8 réflexions sur “« Was you ever bit by a dead be(e) ? »*

  1. Be & les nouvelles « revues » féminines ne sont pas pas des revues, mais des catalogues de publicité valorisant des tracts de diffusion de l’idéologie néo-libérale. Pour un libéral on est libre d evendre son corps que ce soit sexuellement ou s’amputant !

  2. On est bien d’accord sur le fait que la régression que nous vivons aura un impact plus considérable sur la condition féminine, d’un coté les burqua et de l’autre les sugar machin, d’un extrême à l’autre, on a du boulot nous les femmes, 2000 ans, çà commence a faire long hhi !

  3. Effectivement, dans ce type de raisonnement, tout peut s’acheter et se vendre – c’est une nouvelle forme de relativisme (pourquoi vendre sa force de travail et pas son corps), qui se présente comme anti-puritaniste ; si l’on est contre la prostitution, c’est forcément par puritanisme et rigorisme religieux, ou par mauvaise acceptation de son corps et de ses fonctions, par refoulement sexuel, enfin bref, c’est toujours pour des raisons individuelles qui se présentent comme une exacerbation mauvaise de la morale, et jamais pour des raisons sociales de justice ou d’éthique. On est du côté des dictateurs lorsque l’on se prononce contre la prostitution, c’est-à-dire, selon cette logique, que l’on empêche les êtres humains de disposer d’eux-mêmes.

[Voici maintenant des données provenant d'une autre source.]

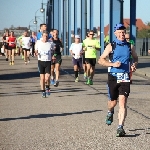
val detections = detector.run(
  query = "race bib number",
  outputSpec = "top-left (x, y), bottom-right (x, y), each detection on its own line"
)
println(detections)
top-left (117, 73), bottom-right (130, 83)
top-left (41, 51), bottom-right (49, 61)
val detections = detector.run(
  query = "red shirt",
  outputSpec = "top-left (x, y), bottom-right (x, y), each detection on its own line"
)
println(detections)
top-left (8, 36), bottom-right (16, 47)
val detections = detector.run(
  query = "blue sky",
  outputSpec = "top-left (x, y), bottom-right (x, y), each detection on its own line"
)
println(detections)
top-left (0, 0), bottom-right (150, 30)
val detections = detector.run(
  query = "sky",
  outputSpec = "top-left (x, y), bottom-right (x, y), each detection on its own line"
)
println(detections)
top-left (0, 0), bottom-right (150, 30)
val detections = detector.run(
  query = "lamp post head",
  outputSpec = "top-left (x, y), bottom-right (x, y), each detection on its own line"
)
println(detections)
top-left (40, 8), bottom-right (45, 13)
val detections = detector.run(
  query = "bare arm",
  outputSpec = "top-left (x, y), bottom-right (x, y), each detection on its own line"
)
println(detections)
top-left (131, 45), bottom-right (138, 66)
top-left (98, 43), bottom-right (121, 67)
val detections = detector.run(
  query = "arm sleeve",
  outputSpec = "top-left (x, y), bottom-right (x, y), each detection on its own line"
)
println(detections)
top-left (69, 44), bottom-right (73, 51)
top-left (35, 41), bottom-right (39, 51)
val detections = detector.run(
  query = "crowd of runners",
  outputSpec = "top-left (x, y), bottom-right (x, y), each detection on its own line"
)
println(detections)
top-left (3, 24), bottom-right (138, 136)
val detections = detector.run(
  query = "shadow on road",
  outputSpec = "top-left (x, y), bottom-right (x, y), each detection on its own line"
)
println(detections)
top-left (0, 71), bottom-right (39, 80)
top-left (0, 110), bottom-right (102, 121)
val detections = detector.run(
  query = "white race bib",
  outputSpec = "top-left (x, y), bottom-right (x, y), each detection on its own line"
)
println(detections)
top-left (117, 73), bottom-right (130, 83)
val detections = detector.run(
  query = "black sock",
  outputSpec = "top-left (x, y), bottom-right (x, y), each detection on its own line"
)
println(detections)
top-left (46, 85), bottom-right (49, 89)
top-left (42, 90), bottom-right (45, 93)
top-left (74, 71), bottom-right (78, 78)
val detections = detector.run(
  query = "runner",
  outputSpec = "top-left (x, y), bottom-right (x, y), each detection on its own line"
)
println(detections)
top-left (3, 30), bottom-right (9, 61)
top-left (70, 35), bottom-right (83, 82)
top-left (37, 23), bottom-right (52, 40)
top-left (31, 32), bottom-right (37, 57)
top-left (83, 33), bottom-right (89, 79)
top-left (125, 34), bottom-right (134, 84)
top-left (7, 31), bottom-right (16, 65)
top-left (98, 24), bottom-right (138, 136)
top-left (83, 30), bottom-right (100, 85)
top-left (21, 31), bottom-right (31, 65)
top-left (51, 29), bottom-right (63, 87)
top-left (17, 34), bottom-right (24, 59)
top-left (35, 31), bottom-right (54, 98)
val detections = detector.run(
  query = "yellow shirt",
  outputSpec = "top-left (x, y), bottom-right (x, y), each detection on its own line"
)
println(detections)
top-left (83, 39), bottom-right (100, 58)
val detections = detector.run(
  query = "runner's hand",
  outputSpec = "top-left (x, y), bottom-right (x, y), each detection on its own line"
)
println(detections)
top-left (113, 61), bottom-right (121, 68)
top-left (52, 56), bottom-right (56, 60)
top-left (131, 64), bottom-right (136, 72)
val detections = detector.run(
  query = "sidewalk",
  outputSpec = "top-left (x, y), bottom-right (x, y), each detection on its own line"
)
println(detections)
top-left (0, 57), bottom-right (150, 150)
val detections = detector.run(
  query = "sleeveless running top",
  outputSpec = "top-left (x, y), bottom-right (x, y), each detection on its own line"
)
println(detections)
top-left (8, 36), bottom-right (16, 47)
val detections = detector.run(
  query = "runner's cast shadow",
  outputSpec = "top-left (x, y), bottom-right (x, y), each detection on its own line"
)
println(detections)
top-left (0, 110), bottom-right (102, 121)
top-left (124, 134), bottom-right (140, 137)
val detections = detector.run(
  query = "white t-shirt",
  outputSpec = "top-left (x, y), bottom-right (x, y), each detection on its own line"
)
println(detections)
top-left (70, 43), bottom-right (82, 59)
top-left (22, 37), bottom-right (31, 49)
top-left (35, 40), bottom-right (54, 61)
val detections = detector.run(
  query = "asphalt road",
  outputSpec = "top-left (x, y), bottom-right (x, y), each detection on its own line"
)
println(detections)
top-left (0, 57), bottom-right (150, 150)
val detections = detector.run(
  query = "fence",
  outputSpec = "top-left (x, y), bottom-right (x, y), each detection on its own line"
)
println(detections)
top-left (0, 38), bottom-right (150, 56)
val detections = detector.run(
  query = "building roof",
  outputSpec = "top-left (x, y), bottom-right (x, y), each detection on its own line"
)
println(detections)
top-left (104, 18), bottom-right (150, 35)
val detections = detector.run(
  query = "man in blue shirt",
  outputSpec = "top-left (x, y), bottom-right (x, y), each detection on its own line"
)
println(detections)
top-left (98, 24), bottom-right (138, 137)
top-left (37, 24), bottom-right (52, 40)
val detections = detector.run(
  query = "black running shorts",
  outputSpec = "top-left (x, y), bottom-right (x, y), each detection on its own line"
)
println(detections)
top-left (108, 74), bottom-right (130, 101)
top-left (82, 54), bottom-right (86, 64)
top-left (52, 55), bottom-right (62, 65)
top-left (38, 60), bottom-right (51, 74)
top-left (85, 58), bottom-right (96, 67)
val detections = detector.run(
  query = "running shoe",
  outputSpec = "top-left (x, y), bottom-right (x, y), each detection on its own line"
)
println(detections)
top-left (75, 77), bottom-right (79, 82)
top-left (46, 89), bottom-right (51, 96)
top-left (90, 80), bottom-right (93, 85)
top-left (51, 79), bottom-right (55, 85)
top-left (84, 73), bottom-right (87, 79)
top-left (116, 127), bottom-right (126, 137)
top-left (42, 92), bottom-right (46, 98)
top-left (106, 113), bottom-right (113, 126)
top-left (54, 81), bottom-right (59, 87)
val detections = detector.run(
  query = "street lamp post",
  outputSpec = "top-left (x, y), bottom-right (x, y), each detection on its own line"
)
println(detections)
top-left (40, 0), bottom-right (47, 23)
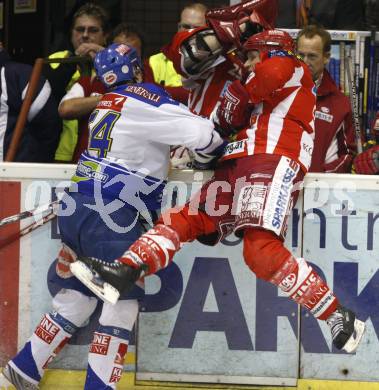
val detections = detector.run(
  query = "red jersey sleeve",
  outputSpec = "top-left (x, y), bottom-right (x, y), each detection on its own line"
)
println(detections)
top-left (246, 57), bottom-right (295, 104)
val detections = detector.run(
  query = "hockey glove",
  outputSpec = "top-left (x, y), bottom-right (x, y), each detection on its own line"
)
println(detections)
top-left (353, 145), bottom-right (379, 175)
top-left (192, 141), bottom-right (228, 170)
top-left (217, 80), bottom-right (253, 136)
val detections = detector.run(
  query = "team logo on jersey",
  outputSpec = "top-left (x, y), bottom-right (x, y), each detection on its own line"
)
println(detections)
top-left (321, 107), bottom-right (330, 114)
top-left (35, 316), bottom-right (60, 344)
top-left (315, 111), bottom-right (334, 123)
top-left (90, 332), bottom-right (111, 355)
top-left (279, 273), bottom-right (297, 292)
top-left (114, 343), bottom-right (128, 366)
top-left (109, 367), bottom-right (122, 383)
top-left (103, 70), bottom-right (117, 85)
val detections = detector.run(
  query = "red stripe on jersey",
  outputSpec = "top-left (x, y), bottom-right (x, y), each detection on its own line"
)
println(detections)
top-left (0, 181), bottom-right (21, 367)
top-left (96, 93), bottom-right (127, 112)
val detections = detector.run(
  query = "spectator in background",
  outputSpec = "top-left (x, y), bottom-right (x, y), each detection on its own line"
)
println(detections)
top-left (144, 3), bottom-right (207, 104)
top-left (297, 25), bottom-right (356, 173)
top-left (59, 23), bottom-right (143, 163)
top-left (45, 3), bottom-right (109, 162)
top-left (108, 23), bottom-right (145, 58)
top-left (0, 45), bottom-right (61, 163)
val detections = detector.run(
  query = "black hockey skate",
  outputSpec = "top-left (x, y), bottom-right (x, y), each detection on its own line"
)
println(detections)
top-left (326, 306), bottom-right (365, 353)
top-left (0, 363), bottom-right (39, 390)
top-left (70, 256), bottom-right (143, 305)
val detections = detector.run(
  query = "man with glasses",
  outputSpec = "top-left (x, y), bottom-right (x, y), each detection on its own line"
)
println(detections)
top-left (297, 25), bottom-right (356, 173)
top-left (45, 3), bottom-right (109, 162)
top-left (144, 3), bottom-right (207, 104)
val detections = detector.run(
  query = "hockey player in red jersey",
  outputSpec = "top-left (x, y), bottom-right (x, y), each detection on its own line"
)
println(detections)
top-left (165, 0), bottom-right (277, 117)
top-left (74, 30), bottom-right (364, 352)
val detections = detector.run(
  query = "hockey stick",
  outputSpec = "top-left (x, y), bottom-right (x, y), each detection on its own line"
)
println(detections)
top-left (345, 57), bottom-right (363, 153)
top-left (4, 58), bottom-right (43, 161)
top-left (0, 211), bottom-right (57, 250)
top-left (0, 200), bottom-right (59, 227)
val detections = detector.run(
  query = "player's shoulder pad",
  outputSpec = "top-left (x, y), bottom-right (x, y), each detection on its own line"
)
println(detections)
top-left (267, 50), bottom-right (297, 58)
top-left (114, 83), bottom-right (179, 107)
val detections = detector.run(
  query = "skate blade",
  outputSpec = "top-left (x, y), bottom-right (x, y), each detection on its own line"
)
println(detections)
top-left (70, 260), bottom-right (120, 305)
top-left (342, 319), bottom-right (365, 353)
top-left (0, 373), bottom-right (14, 389)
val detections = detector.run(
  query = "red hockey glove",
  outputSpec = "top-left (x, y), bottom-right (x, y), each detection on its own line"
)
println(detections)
top-left (353, 145), bottom-right (379, 175)
top-left (217, 80), bottom-right (253, 136)
top-left (205, 0), bottom-right (276, 51)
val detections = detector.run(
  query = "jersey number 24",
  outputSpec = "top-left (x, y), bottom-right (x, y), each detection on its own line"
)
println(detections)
top-left (88, 110), bottom-right (121, 158)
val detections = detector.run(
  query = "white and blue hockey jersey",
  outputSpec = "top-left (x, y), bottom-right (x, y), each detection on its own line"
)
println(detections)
top-left (73, 84), bottom-right (224, 209)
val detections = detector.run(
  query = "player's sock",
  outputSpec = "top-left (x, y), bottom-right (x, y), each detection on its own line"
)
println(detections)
top-left (8, 312), bottom-right (77, 383)
top-left (84, 326), bottom-right (130, 390)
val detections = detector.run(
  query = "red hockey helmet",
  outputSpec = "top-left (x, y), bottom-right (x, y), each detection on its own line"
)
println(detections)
top-left (243, 30), bottom-right (295, 57)
top-left (205, 0), bottom-right (278, 51)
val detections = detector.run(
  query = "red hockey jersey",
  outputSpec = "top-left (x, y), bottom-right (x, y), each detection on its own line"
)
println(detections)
top-left (224, 52), bottom-right (316, 172)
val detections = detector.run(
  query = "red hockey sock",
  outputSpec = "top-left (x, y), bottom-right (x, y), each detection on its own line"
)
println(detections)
top-left (119, 206), bottom-right (215, 275)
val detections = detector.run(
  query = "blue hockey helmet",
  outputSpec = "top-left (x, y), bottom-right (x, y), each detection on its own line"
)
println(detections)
top-left (95, 43), bottom-right (142, 88)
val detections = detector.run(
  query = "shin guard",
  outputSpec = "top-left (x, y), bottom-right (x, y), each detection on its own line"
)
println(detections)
top-left (270, 256), bottom-right (338, 320)
top-left (84, 326), bottom-right (130, 390)
top-left (118, 224), bottom-right (180, 275)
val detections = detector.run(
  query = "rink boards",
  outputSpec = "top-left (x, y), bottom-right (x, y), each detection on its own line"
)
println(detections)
top-left (0, 164), bottom-right (379, 386)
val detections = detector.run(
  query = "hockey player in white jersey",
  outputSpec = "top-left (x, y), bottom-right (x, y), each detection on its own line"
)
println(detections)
top-left (0, 44), bottom-right (224, 390)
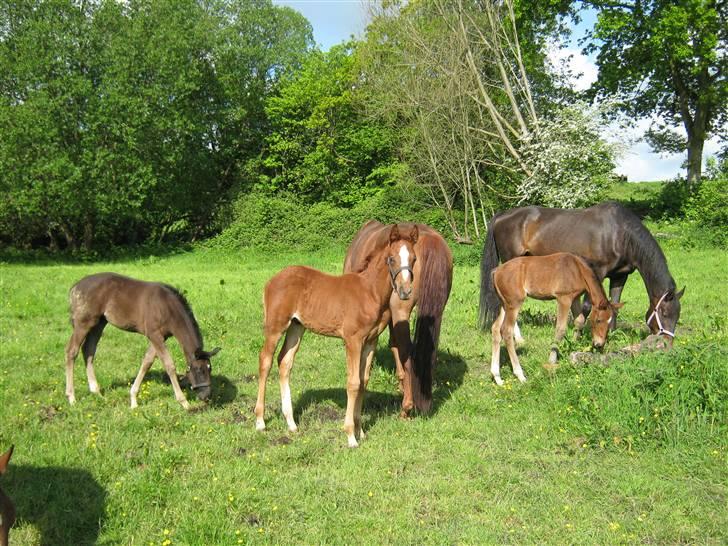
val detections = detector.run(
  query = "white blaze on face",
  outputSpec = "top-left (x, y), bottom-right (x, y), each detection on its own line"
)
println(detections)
top-left (399, 245), bottom-right (409, 282)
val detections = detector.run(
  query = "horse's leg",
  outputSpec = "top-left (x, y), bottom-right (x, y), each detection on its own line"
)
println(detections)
top-left (501, 302), bottom-right (526, 383)
top-left (609, 273), bottom-right (629, 331)
top-left (278, 321), bottom-right (306, 432)
top-left (149, 335), bottom-right (190, 410)
top-left (344, 338), bottom-right (362, 447)
top-left (130, 343), bottom-right (157, 409)
top-left (389, 304), bottom-right (415, 417)
top-left (66, 319), bottom-right (97, 404)
top-left (490, 305), bottom-right (506, 385)
top-left (571, 296), bottom-right (586, 339)
top-left (549, 296), bottom-right (573, 364)
top-left (255, 328), bottom-right (283, 430)
top-left (82, 317), bottom-right (107, 394)
top-left (354, 339), bottom-right (377, 440)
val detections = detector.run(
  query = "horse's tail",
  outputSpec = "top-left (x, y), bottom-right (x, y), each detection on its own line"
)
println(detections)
top-left (478, 214), bottom-right (500, 330)
top-left (412, 235), bottom-right (452, 413)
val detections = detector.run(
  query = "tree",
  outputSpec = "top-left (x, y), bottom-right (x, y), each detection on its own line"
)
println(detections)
top-left (584, 0), bottom-right (728, 187)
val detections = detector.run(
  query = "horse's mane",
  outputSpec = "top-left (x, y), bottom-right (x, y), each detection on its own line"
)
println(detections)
top-left (162, 284), bottom-right (202, 348)
top-left (614, 203), bottom-right (675, 292)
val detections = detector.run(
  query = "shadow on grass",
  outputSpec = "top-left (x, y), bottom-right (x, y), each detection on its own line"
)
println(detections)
top-left (107, 370), bottom-right (238, 407)
top-left (293, 347), bottom-right (468, 426)
top-left (2, 464), bottom-right (106, 546)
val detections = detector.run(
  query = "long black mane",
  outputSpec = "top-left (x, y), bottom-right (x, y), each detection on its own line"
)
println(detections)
top-left (617, 205), bottom-right (675, 295)
top-left (162, 284), bottom-right (202, 349)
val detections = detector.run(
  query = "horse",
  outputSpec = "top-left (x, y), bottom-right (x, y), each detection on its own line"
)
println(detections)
top-left (66, 273), bottom-right (220, 409)
top-left (479, 202), bottom-right (685, 344)
top-left (344, 220), bottom-right (452, 417)
top-left (0, 446), bottom-right (15, 546)
top-left (490, 252), bottom-right (622, 385)
top-left (255, 224), bottom-right (418, 447)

    Le relativisme s’avance aussi dans l’argument que cela ne touche pas que les femmes : on ressort à chaque fois l’argument du Costa-Rica, ou de la Tunisie, où les femmes vont chercher du sexe tarifé : la preuve en est donc immédiatement faite, foin de toutes les statistiques et de toute réalité : la prostitution n’est plus une violence faites aux femmes ni une question de misogynie ou de domination masculine, c’est un simple phénomène de société égalitaire.

    Bref, comme le self-made-man ou le chanteur de rock qui permet aux américains de croire que tout leur est permis et qu’ils vivent dans un pays juste et bon où l’égalité des chances est une donnée de base (si Iggy Pop a réussi, c’est bien la preuve que tous les habitants de trailer park ont leur chance), l’étudiante qui joue à vendre de son temps contre argent prouve que la prostitution est juste et bonne et permet à chacun de tirer du mieux parti de ce que la nature lui a imparti : on plaindrait presque leurs clients qui sont obligés de payer très cher pour avoir du bon temps parce qu’ils n’ont pas été gâtés par la nature, ou parce qu’ils se dévouent tellement à la société qu’il ne leur reste plus de temps pour les relations sociales non tarifées, tellement compliquées (sous-entendu les femmes sont chiantes, si on veut les aborder normalement cela prend du temps pour un résultat incertain, c’est de leur faute aussi…).

    C’est le discours que l’on entend maintenant sans arrêt, et cela prépare des jours sombres : il me semble que la légalisation de la prostitution et le retour en force du machisme le plus gras ne tardera pas.

  4. « Homme, si tu veux du sexe, paies ! Femme, si tu veux de l’argent, couches »!

    Mon expérience personnelle sur le « terrain » m’a démontré, en tant qu’homme, qu’il s’agit d’un mode de relation homme-femme de plus en plus répandu. En effet, de plus en plus de femmes (comme d’hommes d’ailleurs) ont du mal à boucler leurs fins de mois par ces temps de crise, donc elles font avec ce qu’elles ont, leur corps. C’est un peu triste, et je trouve que cela fausse les rapports humains. Lorsque je rencontre une femme à présent, je m’attends une fois sur deux, à ce qu’elle me demande de l’aider à payer une facture, la dépanne d’une centaine d’euros pour finir le mois, lui paye un abonnement d’un an à Pif gadget (je rigole) ou ses courses alimentaires au supermarché. Donc, les mois où je suis juste moi-même, j’évite de faire de nouvelles rencontres, ne sachant pas combien cela peut me coûter et ne voulant vexer personne.
    Je hais ce capitalisme engendreur de crises, qui amène les humains à faire n’importe quoi dans leurs vies, et va jusqu’à dévoyer les relations humaines.

  5. Il me semble que ce genre de relations entre hommes mûrs et lycéennes/étudiantes existe depuis longtemps au Japon. Je ne sais pas cela porte un nom particulier.